Парень, кажется, удивился:
– Истерика, – и пожал плечами. – Разве вы никогда не присутствовали при оформлении в распределитель?
– Я долго был в отъезде, – промямлил Цезарь, чувствуя, как желание одеться одержало верх. – Извините, я на минуту, – и скрылся в комнате.
Истерика приключилась с его вчерашней новой знакомой. Альберт ушёл на работу, а Татьяна, очевидно, привыкшая гулять в это время со своим четвероногим другом, не смогла сдержать новых слёз по поводу утраты. Цезарь догадался, что у людей из Службы имеются ключи от некоторых, поставленных на учёт квартир. Более того, службисты имеют право врываться в эти квартиры в самых острых, кризисных ситуациях. Он только не понял, кто определяет степень остроты и кризисности, кто принимает решение о вскрытии квартиры. Но при всём при том тактичный закон не позволял Службе забрать человека в специальное лечебное заведение без присутствия хотя бы одного постороннего здравомыслящего человека.
Двое лысых парней в одинаковых синих костюмах заставили Цезаря заполнить тест, вроде того что он заполнял в самолёте, но покороче. Очевидно, это была формальность, доказывающая здравомыслие свидетеля. А уж потом провели его в комнату, где на диване лежала несчастная хозяйка квартиры. Цезарь вздрогнул. Руки Татьяны были накрепко привязаны к телу какими-то полосками ткани, а по расцарапанному лицу девушки подсыхающими струйками змеились слёзы и кровь.
– Господи, что с лицом? – вырвалось у Цезаря.
– Они сами себя царапают, – не грубо, но слишком уж буднично отозвался один из парней.
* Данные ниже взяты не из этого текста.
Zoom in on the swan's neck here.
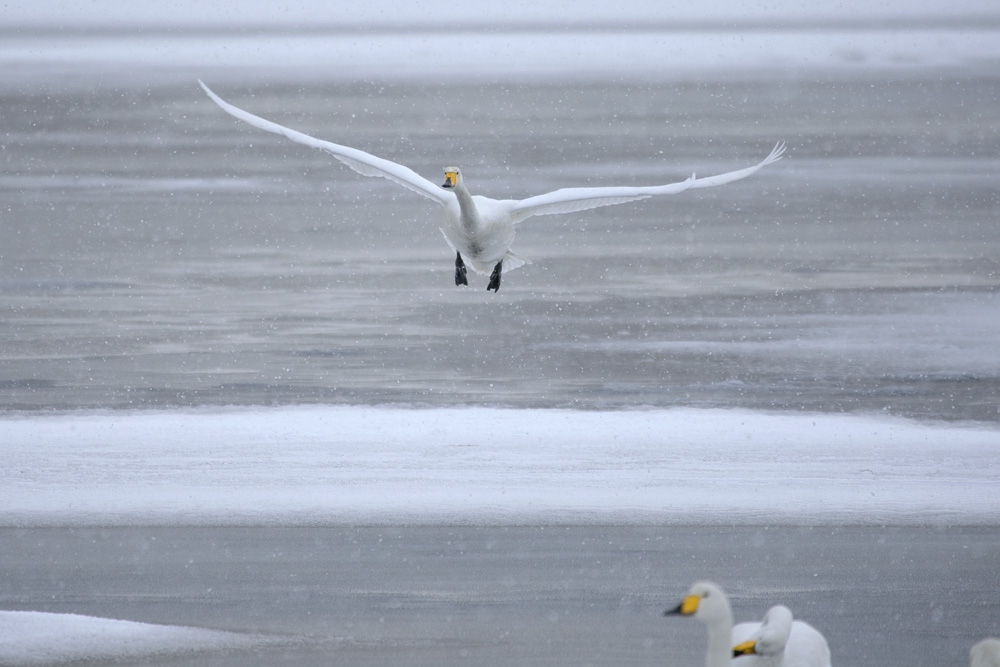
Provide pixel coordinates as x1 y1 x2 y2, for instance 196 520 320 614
705 612 733 667
455 182 482 233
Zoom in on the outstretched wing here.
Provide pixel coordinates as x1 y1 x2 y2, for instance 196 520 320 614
512 142 785 222
198 79 455 204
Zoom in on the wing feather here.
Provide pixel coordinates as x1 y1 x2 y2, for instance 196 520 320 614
198 79 455 204
512 142 785 222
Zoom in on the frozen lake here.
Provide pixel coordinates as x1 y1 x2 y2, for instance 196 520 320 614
0 70 1000 421
0 526 1000 667
0 2 1000 667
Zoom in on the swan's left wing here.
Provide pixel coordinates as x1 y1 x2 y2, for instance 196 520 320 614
511 142 785 222
198 79 455 204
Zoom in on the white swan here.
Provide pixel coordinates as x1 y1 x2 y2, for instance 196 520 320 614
733 605 830 667
969 637 1000 667
198 80 785 291
664 581 830 667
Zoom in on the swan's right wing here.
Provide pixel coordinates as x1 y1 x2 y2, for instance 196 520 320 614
198 79 455 204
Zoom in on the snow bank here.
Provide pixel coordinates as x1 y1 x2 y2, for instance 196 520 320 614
0 406 1000 525
0 611 278 666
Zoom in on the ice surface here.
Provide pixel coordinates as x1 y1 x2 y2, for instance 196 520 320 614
0 611 274 666
0 407 1000 525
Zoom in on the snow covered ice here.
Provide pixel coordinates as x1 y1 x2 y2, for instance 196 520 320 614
0 407 1000 525
0 1 1000 667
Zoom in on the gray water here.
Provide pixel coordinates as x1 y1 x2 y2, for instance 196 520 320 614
0 70 1000 421
0 41 1000 667
0 526 1000 667
0 526 1000 667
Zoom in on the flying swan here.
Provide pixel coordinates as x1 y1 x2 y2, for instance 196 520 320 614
198 79 785 292
733 604 830 667
663 581 830 667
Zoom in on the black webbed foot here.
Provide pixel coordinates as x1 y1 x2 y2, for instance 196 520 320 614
486 259 503 292
455 252 469 285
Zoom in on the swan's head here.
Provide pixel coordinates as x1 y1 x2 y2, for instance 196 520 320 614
441 167 462 189
733 604 792 658
663 581 733 623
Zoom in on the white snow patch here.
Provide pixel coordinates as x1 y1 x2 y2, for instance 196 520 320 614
0 406 1000 525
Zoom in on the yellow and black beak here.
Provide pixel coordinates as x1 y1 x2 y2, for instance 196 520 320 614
663 595 701 616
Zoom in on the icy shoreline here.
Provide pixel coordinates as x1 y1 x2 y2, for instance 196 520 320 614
0 407 1000 526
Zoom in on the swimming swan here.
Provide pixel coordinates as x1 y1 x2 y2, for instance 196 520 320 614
663 581 830 667
733 605 830 667
198 80 785 292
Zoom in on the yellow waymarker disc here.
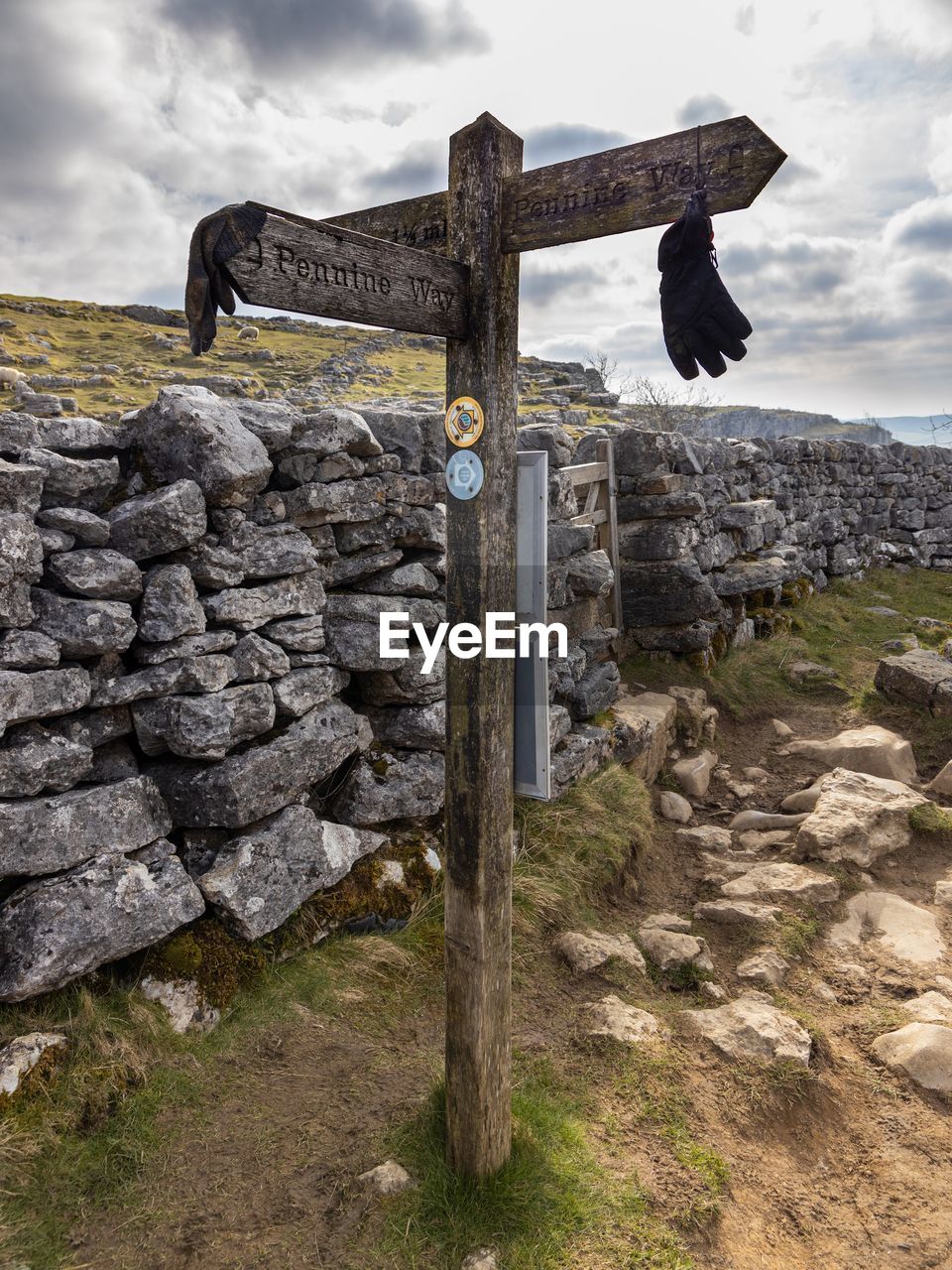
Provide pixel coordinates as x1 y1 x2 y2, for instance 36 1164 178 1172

Цезарь понял, что формальная подпись свидетеля, то, для чего его звали, – чушь собачья. Здесь надо…
– Я поеду с вами, – обернулся он к санитарам с не терпящим возражений лицом.
– Вообще-то мы не родственников не берём, – всё же попытался возразить один из них.
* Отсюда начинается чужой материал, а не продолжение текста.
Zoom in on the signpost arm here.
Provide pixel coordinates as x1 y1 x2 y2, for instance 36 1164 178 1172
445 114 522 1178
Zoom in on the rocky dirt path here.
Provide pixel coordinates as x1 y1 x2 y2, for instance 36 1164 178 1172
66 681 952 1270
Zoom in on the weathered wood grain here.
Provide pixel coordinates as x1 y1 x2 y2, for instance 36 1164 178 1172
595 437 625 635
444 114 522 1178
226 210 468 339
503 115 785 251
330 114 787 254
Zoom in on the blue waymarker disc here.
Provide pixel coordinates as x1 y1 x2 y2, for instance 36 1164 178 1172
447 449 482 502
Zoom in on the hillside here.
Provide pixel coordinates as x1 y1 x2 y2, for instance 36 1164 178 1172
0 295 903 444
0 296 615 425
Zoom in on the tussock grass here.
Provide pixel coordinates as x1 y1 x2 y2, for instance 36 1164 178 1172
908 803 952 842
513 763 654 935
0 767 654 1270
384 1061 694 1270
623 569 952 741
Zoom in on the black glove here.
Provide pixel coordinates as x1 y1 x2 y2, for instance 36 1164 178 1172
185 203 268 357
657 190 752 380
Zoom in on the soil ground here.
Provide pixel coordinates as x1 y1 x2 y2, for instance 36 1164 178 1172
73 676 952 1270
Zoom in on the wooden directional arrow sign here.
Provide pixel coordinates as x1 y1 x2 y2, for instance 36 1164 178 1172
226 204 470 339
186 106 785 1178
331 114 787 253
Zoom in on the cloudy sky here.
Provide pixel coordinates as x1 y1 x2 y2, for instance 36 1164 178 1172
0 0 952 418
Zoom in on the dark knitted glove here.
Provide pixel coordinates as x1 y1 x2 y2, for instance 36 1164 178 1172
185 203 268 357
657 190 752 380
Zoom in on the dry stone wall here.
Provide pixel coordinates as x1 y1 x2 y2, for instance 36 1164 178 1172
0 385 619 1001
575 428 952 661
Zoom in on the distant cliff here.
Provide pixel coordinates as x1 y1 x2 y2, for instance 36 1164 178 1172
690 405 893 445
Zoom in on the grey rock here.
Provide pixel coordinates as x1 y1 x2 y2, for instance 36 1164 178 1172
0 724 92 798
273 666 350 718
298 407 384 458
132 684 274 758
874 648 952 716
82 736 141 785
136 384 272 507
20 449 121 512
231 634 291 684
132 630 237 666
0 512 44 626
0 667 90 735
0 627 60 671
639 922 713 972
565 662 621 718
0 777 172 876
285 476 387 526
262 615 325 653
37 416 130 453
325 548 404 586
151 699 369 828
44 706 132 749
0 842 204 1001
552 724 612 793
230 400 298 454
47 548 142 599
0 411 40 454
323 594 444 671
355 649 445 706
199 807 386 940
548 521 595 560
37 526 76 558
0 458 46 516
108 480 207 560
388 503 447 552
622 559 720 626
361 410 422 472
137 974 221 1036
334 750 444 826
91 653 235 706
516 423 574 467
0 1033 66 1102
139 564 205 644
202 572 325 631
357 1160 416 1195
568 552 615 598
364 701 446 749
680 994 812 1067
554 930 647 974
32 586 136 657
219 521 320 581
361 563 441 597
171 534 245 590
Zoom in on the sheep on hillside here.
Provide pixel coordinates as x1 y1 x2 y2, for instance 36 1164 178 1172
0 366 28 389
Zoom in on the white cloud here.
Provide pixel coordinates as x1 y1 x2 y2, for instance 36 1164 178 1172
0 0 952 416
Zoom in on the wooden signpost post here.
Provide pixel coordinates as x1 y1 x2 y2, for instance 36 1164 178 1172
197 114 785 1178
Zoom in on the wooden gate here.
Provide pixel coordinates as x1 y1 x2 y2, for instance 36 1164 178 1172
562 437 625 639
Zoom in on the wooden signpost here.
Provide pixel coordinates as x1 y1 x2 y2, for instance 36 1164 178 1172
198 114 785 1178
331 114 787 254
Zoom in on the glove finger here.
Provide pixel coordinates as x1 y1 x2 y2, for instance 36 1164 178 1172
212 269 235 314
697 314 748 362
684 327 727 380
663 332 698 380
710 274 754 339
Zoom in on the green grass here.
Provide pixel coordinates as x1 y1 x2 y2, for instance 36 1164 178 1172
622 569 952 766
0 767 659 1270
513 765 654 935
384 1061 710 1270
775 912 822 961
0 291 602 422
Но второй что-то махнул ему за спиной у Цезаря, и вопрос был улажен. Сама идти Татьяна не могла – очевидно, её до бесчувствия накололи успокоительными. Так что пришлось уложить девушку на носилки.
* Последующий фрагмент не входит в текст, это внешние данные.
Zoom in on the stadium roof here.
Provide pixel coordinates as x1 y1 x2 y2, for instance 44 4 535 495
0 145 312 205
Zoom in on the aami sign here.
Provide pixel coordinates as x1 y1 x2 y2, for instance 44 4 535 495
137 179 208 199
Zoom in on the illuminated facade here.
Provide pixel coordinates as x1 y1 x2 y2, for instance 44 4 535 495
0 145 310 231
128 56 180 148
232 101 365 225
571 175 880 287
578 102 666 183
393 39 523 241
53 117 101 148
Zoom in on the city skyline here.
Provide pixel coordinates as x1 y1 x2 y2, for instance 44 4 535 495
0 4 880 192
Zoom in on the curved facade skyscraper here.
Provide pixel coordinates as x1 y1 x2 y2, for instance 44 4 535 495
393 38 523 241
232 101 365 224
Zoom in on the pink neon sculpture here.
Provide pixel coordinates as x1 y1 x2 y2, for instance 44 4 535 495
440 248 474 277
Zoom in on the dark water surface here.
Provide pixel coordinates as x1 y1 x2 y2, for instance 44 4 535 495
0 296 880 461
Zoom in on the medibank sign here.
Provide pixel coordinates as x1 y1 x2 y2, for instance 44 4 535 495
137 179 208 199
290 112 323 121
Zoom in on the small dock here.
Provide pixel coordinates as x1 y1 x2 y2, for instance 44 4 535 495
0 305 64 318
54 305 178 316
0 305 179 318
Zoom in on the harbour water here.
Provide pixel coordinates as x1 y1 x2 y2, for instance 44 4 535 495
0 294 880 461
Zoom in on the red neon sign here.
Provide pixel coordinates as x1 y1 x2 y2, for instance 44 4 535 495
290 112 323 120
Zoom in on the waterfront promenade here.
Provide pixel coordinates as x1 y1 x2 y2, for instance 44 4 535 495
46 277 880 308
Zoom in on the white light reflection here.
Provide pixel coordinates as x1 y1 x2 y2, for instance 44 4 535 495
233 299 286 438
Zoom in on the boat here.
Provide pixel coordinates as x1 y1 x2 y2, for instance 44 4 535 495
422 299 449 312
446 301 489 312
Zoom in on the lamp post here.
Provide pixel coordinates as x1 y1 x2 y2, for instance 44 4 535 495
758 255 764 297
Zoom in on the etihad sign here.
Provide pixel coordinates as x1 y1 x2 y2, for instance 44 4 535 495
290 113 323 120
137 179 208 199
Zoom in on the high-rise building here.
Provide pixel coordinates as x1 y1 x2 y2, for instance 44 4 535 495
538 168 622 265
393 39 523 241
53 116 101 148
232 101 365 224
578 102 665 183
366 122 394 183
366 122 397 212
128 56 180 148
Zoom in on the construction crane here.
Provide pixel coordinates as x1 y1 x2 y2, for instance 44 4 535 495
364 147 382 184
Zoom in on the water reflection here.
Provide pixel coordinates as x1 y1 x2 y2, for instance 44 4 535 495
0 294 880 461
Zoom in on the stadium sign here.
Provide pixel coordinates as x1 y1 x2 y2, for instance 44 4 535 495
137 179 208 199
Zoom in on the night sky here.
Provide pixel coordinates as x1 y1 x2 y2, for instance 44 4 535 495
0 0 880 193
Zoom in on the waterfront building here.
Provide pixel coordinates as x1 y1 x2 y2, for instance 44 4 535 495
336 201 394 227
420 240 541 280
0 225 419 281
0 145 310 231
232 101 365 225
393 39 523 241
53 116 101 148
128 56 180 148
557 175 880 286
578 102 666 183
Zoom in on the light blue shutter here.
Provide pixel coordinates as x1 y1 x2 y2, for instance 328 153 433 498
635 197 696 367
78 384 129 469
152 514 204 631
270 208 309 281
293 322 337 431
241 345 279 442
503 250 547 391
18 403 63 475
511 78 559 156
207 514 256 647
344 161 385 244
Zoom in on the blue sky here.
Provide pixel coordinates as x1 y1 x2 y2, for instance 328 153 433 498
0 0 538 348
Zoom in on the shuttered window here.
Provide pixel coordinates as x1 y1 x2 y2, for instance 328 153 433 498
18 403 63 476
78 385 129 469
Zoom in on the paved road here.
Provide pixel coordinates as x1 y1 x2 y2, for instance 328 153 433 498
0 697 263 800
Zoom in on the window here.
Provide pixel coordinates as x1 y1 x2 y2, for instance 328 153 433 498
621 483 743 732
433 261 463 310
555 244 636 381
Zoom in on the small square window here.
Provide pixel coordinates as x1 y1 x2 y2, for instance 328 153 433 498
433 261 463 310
Машина у спасателей из Службы была такого же, как и комбинезоны, синего цвета, а в остальном – обычная «Скорая помощь», с мигалкой. Цезарю было предложено сесть рядом с носилками больной, а сами парни устроились впереди, за перегородкой. Когда машина тронулась, Цезарь стал аккуратно протирать взятыми у санитаров влажными салфетками лицо пострадавшей. Да, это действительно следы от ногтей. Но в какое же беспамятство надо впасть, чтобы так изуродовать собственное лицо? И это молодая девушка, вполне даже симпатичная, когда не рычит.
Больная застонала, видно, бактерицидная салфетка, прижатая к ране, дала о себе знать.
– Ничего, ничего, потерпите, – пожалел несчастную Цезарь.
– Сволочь, убийца, ноэль-моэль, – совершенно отчётливо произнесла девушка, не открывая глаз.
– Что-что? – он наклонился к её лицу. – Татьяна, вы меня слышите?
Вряд ли слышала. Время от времени она выплёвывала какие-то ругательства или стонала, потом опять замолкала. Цезарь затосковал. Помощи от него, конечно, здесь никакой. Для себя он тоже вряд ли что-нибудь полезное почерпнёт. Разве что совесть его будет почище – хоть на квадратный сантиметр, если он довезёт соседку до места, а потом расскажет обо всём её мужу.